Henry Joseph Thomas Drury (27 April 1778 – 5 March 1841), known as Harry Drury, was an English educator, classical scholar, and friend of Lord Byron.

==Life==
Henry Drury was born 27 April 1778, at Harrow, London, the son of Joseph Drury, headmaster of Harrow School. He was educated at both Harrow and Eton, and at King's College, Cambridge (matriculated 1797, B.A. 1801, M.A. 1804, Fellow 1799–1808).

He was a master at Harrow for 41 years from 1801 to 1841 and was tutor there to Lord Byron to whom he later became a close friend and correspondent.

Drury was elected to the Roxburghe Club on its first anniversary in 1813. He was elected a Fellow of the Royal Society in February 1818.

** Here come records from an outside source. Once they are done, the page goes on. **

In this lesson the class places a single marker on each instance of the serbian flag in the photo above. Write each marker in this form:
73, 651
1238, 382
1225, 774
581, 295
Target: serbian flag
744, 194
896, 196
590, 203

Drury was considered the favourite candidate to succeed George Butler as headmaster of Harrow in 1829; Charles Longley, an Oxford academic and a last-minute external candidate, was instead appointed. Thereafter Drury's effectiveness as a schoolmaster declined: he became "increasingly eccentric, bad-tempered, and indolent", losing classroom control, missing morning lessons, wearing flowery dressing-gowns, eating fruit during lessons, and borrowing cigars from schoolboys. Nonetheless, he remained well-liked by the boys.

He died at Harrow on 5 March 1841.

==Personal life==
In 1808 he married Caroline Tayler, daughter of Archdale Wilson Tayler, and sister of the artist John Frederick Tayler. Just two years after the marriage, Byron wrote to Francis Hodgson "Talking of marriage puts me in mind of Drury (who, I suppose, has a dozen children by this time, all fine, fretful brats); I will never forgive matrimony for having spoiled such an excellent bachelor". Caroline's sister Susannah Tayler later married Hodgson.

He had five sons, including Henry Drury, Archdeacon of Wiltshire, Admiral Byron Drury, and Colonel Heber Drury.